Она была иной. Поначалу осторожной. Это Ахматова познакомила нас. Надежда Яковлевна постоянно упрекала меня в невежестве. И того я не читал, и этого. "Вы только посмотрите на это поколение, они этого не читали". Но у нас были прекрасные отношения с Надеждой Яковлевной.
Это потому что мужчины ни к черту не годились.
Нет.
В моем отношении к Пастернаку множество нюансов. Ахматова, например, говорила, что он очень хотел получить эту премию. Знаешь, я думаю, ничего в жизни не надо очень уж хотеть. Борис Леонидович был весьма странным существом. Могу вообразить, в сколь сложную попал он ситуацию. Все страшно запуталось, в основном по причинам личного характера. Я думаю, с ним произошло что-то очень грустное.
Пастернак для тех, кто лично знал его, мог быть человеком замечательным. Но я несколько раз слышал его записи, где он читает свои стихи, и у меня было жуткое ощущение, что он не понимает того, что читает. Более того, не понимает того, что написал. Декламирует фантастические свои стихи с истинно советской интонацией. Это, вероятно, исключительный случай — Пастернак был инструментом, он не слишком хорошо ориентировался в том, что делает. Подобно другому инструменту, Горбачеву, который не понимал, что такое история. Эти люди могут сверзить нечто гениальное, вообще не отдавая себе в этом отчета.
Я слышал Горбачева два года тому назад в Вашингтоне на каком-то конгрессе. Огромная зала, вернее, комната, сидят там человек двадцать, задают ему вопросы, зачем он сделал то, другое, а он молчит. То ли не хочет ответить, то ли не может. Думаю, скорей не может. В какой-то момент мне показалось, что в комнату вошла Клио — мы видим только ноги и подол ее платья. А где-то на уровне ее подошв сидят все эти люди. И я тоже.
С одной стороны, Горбачев — просто аппаратчик из Ставрополя, с другой — все же был Генеральным секретарем. А с третьей — знал биографию Владимира Ильича. Время Горбачева прошло. Но время того, что он представляет, по-моему, еще не закончилось.
Это просто. У него был слабый характер. Он подставился. Ему была свойственна редкая душевная теплота. Он мог сказать себе: все это не важно. Важны взаимоотношения людей. Многие русские попались на эту удочку.
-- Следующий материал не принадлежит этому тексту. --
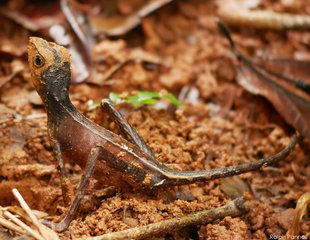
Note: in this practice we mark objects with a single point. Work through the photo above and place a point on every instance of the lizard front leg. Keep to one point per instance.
(88, 172)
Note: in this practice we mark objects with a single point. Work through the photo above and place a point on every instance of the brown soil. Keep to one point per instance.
(223, 125)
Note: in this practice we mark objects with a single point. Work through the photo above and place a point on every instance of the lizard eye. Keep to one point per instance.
(38, 61)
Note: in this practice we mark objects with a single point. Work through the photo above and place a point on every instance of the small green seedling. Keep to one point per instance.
(142, 98)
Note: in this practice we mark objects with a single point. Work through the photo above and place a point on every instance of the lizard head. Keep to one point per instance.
(49, 65)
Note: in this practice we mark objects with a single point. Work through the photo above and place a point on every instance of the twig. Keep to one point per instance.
(11, 226)
(234, 208)
(264, 19)
(33, 232)
(46, 233)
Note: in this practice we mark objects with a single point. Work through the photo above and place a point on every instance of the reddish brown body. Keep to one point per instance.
(115, 160)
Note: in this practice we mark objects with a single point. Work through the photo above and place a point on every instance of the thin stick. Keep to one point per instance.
(9, 225)
(234, 208)
(264, 19)
(33, 232)
(27, 209)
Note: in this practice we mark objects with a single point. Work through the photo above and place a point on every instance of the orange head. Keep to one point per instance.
(49, 65)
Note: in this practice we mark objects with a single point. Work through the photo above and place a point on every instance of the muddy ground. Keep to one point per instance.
(220, 124)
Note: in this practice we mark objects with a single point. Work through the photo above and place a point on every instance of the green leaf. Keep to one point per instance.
(91, 105)
(114, 97)
(148, 101)
(173, 99)
(148, 95)
(133, 100)
(144, 97)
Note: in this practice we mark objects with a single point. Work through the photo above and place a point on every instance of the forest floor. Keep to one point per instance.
(220, 124)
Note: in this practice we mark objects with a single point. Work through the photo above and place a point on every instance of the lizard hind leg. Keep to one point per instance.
(126, 129)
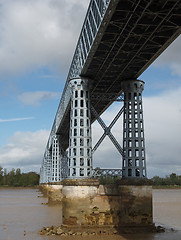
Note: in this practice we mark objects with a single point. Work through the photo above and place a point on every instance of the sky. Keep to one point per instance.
(37, 43)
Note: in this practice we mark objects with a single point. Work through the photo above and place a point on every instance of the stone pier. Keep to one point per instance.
(87, 204)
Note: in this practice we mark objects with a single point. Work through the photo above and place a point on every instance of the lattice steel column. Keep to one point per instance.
(134, 164)
(56, 160)
(80, 145)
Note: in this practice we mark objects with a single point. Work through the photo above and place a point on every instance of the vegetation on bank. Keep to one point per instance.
(170, 181)
(15, 178)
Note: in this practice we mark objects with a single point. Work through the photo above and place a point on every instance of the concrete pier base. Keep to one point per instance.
(53, 192)
(87, 204)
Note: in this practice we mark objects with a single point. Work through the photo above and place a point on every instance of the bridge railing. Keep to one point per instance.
(95, 14)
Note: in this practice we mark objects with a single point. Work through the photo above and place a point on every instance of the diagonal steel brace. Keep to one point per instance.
(107, 130)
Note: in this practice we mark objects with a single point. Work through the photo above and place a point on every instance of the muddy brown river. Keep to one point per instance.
(22, 215)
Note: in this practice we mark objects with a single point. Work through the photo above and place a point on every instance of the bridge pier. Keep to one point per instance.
(80, 140)
(134, 163)
(88, 205)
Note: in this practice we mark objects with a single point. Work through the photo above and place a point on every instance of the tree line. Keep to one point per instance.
(15, 178)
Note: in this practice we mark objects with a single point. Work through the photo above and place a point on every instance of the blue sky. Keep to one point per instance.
(37, 41)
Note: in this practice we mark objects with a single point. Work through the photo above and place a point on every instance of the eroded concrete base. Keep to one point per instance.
(88, 204)
(53, 192)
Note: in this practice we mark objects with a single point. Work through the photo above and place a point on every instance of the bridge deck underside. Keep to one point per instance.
(138, 32)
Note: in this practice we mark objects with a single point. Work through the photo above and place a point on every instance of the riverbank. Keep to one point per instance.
(23, 215)
(166, 187)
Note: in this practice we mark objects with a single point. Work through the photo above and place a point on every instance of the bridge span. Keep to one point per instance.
(118, 42)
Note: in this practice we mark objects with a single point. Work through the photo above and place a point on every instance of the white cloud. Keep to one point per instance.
(39, 33)
(171, 57)
(15, 119)
(24, 150)
(34, 98)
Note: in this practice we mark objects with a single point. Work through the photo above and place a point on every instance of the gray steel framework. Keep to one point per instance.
(118, 41)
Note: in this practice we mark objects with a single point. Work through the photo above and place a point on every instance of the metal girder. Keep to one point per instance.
(106, 97)
(98, 172)
(107, 130)
(119, 40)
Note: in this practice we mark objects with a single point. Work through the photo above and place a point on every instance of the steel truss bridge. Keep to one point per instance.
(118, 42)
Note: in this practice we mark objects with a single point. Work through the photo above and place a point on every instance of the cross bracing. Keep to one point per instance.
(118, 41)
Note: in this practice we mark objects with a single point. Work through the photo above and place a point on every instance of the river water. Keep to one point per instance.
(23, 213)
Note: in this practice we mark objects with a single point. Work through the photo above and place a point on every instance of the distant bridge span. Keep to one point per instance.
(118, 42)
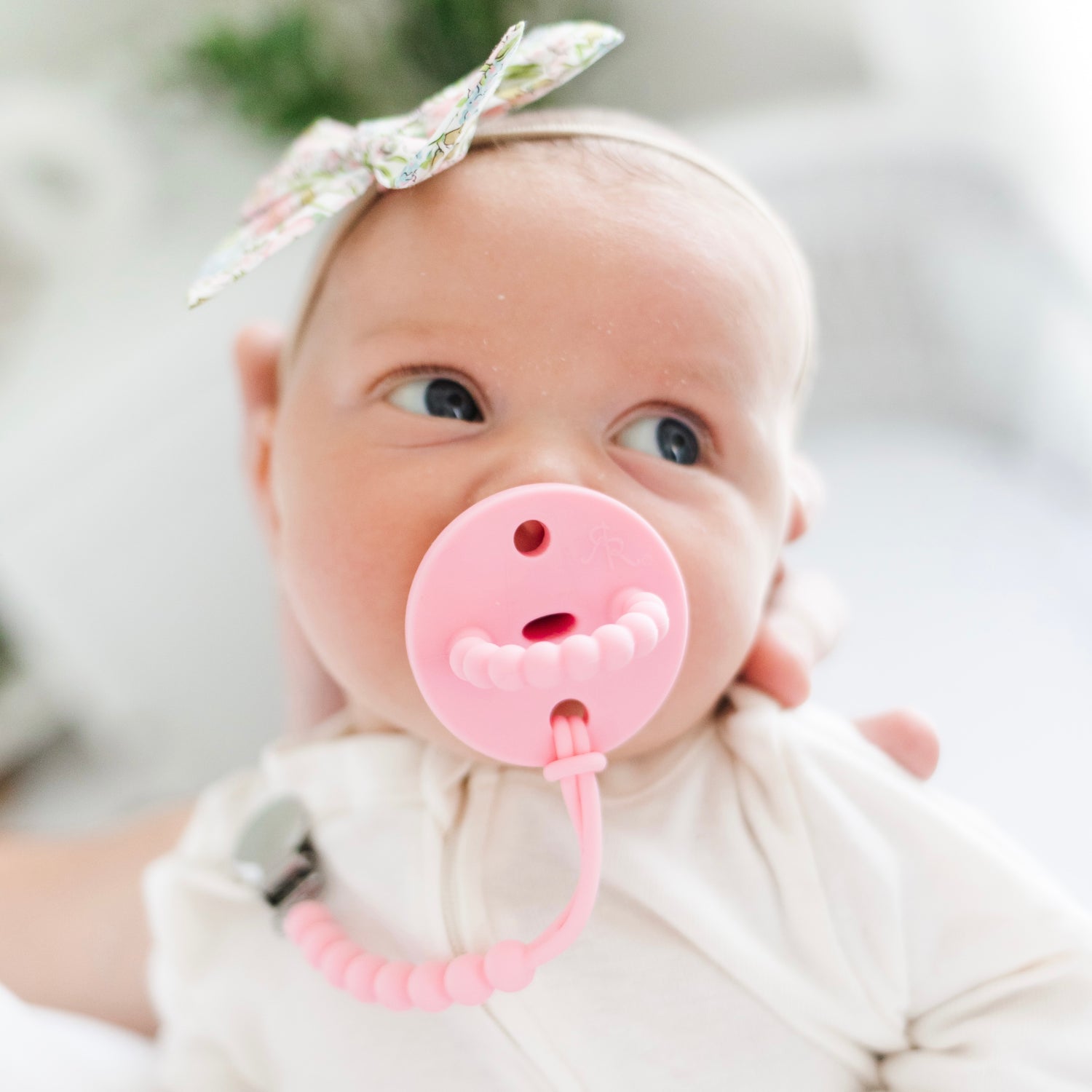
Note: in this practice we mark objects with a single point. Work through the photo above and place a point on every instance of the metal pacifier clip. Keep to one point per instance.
(535, 598)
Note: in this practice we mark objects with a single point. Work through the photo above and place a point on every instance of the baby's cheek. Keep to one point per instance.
(349, 574)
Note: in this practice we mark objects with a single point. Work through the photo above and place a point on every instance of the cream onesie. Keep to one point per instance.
(782, 908)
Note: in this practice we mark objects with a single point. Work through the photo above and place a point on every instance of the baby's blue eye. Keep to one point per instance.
(437, 397)
(668, 437)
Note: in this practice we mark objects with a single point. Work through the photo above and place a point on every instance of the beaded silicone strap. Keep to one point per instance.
(640, 625)
(509, 965)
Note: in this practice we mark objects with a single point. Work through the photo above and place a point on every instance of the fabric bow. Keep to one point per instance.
(331, 164)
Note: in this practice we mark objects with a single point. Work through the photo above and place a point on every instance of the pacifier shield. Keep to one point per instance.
(532, 567)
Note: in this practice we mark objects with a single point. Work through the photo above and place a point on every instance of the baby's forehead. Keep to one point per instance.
(523, 205)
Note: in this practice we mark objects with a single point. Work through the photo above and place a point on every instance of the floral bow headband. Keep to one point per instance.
(332, 164)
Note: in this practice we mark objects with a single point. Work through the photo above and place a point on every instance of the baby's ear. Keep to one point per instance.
(257, 360)
(807, 496)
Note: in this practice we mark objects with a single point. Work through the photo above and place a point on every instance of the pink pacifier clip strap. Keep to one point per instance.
(508, 965)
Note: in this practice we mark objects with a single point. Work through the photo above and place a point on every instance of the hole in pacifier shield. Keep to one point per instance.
(531, 537)
(583, 548)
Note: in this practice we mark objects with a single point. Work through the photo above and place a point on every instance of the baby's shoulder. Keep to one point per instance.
(810, 743)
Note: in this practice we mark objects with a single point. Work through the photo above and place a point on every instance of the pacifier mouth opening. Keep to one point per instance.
(570, 708)
(547, 627)
(531, 537)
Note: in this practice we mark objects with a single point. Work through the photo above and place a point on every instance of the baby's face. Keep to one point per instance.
(502, 325)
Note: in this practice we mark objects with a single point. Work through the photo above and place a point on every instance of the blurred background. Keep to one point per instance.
(932, 155)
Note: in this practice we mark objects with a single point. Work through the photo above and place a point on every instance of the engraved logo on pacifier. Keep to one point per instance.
(612, 545)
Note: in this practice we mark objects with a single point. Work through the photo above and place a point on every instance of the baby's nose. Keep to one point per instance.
(539, 460)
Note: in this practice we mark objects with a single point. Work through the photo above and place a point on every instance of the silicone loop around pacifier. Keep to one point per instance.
(641, 624)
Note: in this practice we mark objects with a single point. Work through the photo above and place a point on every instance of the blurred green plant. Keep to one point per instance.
(306, 60)
(279, 76)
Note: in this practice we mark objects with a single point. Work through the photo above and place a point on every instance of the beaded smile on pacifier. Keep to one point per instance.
(545, 626)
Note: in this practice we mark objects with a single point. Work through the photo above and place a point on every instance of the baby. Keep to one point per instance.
(585, 299)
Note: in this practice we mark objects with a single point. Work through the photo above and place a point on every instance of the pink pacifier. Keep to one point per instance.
(539, 596)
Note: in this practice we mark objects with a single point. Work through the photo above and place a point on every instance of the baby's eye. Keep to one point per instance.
(437, 397)
(668, 437)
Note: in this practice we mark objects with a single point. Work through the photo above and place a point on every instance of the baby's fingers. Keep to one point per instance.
(804, 618)
(906, 736)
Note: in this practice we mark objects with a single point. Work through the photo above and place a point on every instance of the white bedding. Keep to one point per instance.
(47, 1051)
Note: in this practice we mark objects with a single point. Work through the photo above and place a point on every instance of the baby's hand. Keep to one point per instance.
(804, 616)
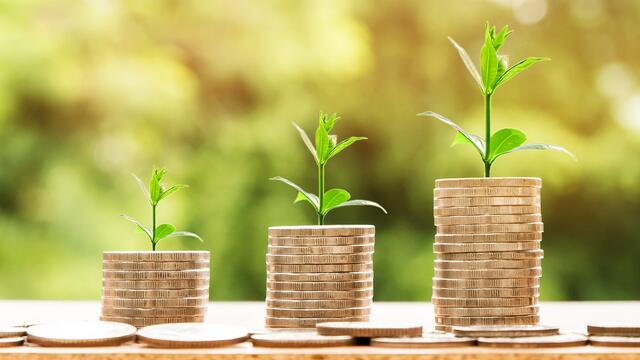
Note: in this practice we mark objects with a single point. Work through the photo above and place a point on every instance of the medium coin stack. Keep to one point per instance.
(488, 255)
(155, 287)
(319, 274)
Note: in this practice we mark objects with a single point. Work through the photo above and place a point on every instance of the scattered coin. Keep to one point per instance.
(81, 333)
(192, 335)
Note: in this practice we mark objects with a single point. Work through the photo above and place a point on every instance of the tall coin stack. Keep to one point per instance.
(155, 287)
(488, 255)
(319, 274)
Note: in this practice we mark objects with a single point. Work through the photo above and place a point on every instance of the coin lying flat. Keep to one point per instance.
(562, 340)
(290, 339)
(427, 340)
(191, 335)
(370, 329)
(80, 333)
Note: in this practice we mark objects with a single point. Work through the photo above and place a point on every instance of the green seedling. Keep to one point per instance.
(494, 72)
(326, 147)
(155, 193)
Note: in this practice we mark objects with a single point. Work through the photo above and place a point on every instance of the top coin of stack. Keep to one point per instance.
(488, 255)
(147, 288)
(319, 274)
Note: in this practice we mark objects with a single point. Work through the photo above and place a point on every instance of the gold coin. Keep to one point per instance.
(155, 284)
(489, 273)
(505, 331)
(319, 295)
(349, 276)
(486, 191)
(484, 283)
(488, 219)
(487, 201)
(191, 335)
(487, 210)
(80, 333)
(154, 265)
(487, 293)
(319, 259)
(155, 303)
(171, 256)
(289, 339)
(482, 303)
(501, 255)
(486, 181)
(498, 320)
(490, 228)
(319, 304)
(320, 268)
(319, 286)
(368, 329)
(318, 313)
(156, 275)
(322, 230)
(553, 341)
(155, 294)
(322, 240)
(319, 250)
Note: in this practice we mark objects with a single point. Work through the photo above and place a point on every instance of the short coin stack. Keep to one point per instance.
(148, 288)
(488, 255)
(319, 274)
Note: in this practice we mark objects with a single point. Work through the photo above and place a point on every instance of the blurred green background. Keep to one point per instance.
(92, 91)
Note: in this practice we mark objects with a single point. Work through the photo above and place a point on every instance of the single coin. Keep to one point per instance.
(319, 304)
(427, 340)
(487, 210)
(322, 230)
(553, 341)
(154, 265)
(319, 286)
(486, 191)
(487, 293)
(506, 331)
(319, 259)
(289, 339)
(489, 228)
(133, 256)
(192, 335)
(499, 255)
(487, 201)
(154, 284)
(485, 181)
(320, 268)
(155, 303)
(319, 250)
(484, 312)
(156, 294)
(484, 283)
(488, 273)
(483, 302)
(370, 329)
(153, 312)
(80, 333)
(349, 276)
(487, 219)
(615, 341)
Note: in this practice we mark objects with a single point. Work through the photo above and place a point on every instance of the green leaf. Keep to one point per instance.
(473, 139)
(313, 200)
(505, 140)
(333, 198)
(468, 63)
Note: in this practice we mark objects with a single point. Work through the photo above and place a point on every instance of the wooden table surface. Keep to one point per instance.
(570, 316)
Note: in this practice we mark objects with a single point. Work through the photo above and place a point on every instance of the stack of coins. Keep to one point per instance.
(488, 255)
(319, 274)
(155, 287)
Я не уверен, что ты прав. Во-первых, Солженицын жил в другое время. Во-вторых, на нем было клеймо: куда бы он ни направился, в его паспорте значилось, что он сидел. Мы говорили с тобой об Ахматовой и Цветаевой. Я сказал, что бабы были такие чудесные, потому что все мужчины ни к черту не годились. То, что произошло в 1917 году, многим вскружило голову. Следует добавить, что под конец столетия и в начале нового мы имели finde siecle, комету Галлея, войну с Японией, страшные катастрофы. До людей дошло, что грядет что-то совершенно новое. Другой мир. Блок пишет стихи со всеми этими кровавыми заходами солнца, "Скифов". В воздухе витала идея строительства нового мира. Поэтому в 1917 году, когда сперва царь отрекся от престола, потом мы проиграли войну, все распалось и вспыхнула революция — многие сочли, что это сбывается их предчувствие. Установление нового порядка они приняли за повторное сотворение мира. Система стала реализацией Евангелия. И очень многие люди именно так успокаивали свою совесть. Но не женщины. Мужчина может сам себя оправдывать, рассуждая в общих категориях. Женщины таким воображением не обладают. Женщина видит несчастье. Сломанную жизнь. Страдание. Поэтому женщина просто плачет. У всех закружилась голова. И не думай, что это не коснулось Мандельштама.